That’s an RDP session from my desktop to J5’s PC, over my 802.11g wifi network. Both camera’s have their own feed into two instances of Roborealm- each with a different module running. That IDE flash drive really needs to get here, cause I can’t wait to send this guy roaming around the house :smiley:

Roborealm is awesome though, I’ve been playing with it for about an hour, I’m off to setup speakers on him and work on voice recognition/speech now~!

All I can say is WOW! :open_mouth:

You beat me to the video part of it. I have wanted to do this also! althought it wont be using a pico itx until I’m ready for a rover.
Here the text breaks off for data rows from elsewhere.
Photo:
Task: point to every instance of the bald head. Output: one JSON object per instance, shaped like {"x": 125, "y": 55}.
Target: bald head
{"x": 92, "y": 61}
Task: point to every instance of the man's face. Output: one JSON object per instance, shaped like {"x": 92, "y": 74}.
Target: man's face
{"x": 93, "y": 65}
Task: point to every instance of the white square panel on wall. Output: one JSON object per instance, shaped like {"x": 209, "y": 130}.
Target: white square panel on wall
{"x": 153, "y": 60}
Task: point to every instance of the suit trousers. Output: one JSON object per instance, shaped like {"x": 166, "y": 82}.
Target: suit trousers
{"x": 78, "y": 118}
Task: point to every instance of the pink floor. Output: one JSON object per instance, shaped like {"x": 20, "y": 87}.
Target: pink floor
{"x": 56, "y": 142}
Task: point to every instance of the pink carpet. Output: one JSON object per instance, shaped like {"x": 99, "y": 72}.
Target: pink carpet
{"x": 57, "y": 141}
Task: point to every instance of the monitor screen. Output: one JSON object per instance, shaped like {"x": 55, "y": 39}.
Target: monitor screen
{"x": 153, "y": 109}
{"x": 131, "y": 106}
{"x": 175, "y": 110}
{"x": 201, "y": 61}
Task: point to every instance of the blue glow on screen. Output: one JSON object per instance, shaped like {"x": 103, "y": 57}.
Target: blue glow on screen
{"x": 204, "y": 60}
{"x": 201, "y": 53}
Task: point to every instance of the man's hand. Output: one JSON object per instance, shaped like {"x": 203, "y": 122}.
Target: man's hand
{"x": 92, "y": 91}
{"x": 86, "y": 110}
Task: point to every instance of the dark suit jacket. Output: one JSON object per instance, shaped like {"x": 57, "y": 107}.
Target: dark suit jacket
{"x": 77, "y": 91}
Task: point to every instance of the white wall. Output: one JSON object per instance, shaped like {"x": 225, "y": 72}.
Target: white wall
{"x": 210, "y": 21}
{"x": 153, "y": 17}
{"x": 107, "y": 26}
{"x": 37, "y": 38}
The interface picture with two RoboRealm windos open, is that running on the Pico ITX?

Great job so far! custom robotics to the extreme!

Yes, that screenshot is of the desktop running on the robot. I’m connected to it via an RDP (remote desktop protocol) session over my wifi network.

The pico desktop, amazing…

I was wondering, about how big is the flash drive in comparison to the laptop hard drive? I would assume it would be much lighter also.

Same width, about 1/4 of the length of a laptop HDD, and only as thick as standard PCB. So yes, considerably lighter and more compact. It also connects at a 90 degree angle, so really it wont be adding any size to the pico-itx board.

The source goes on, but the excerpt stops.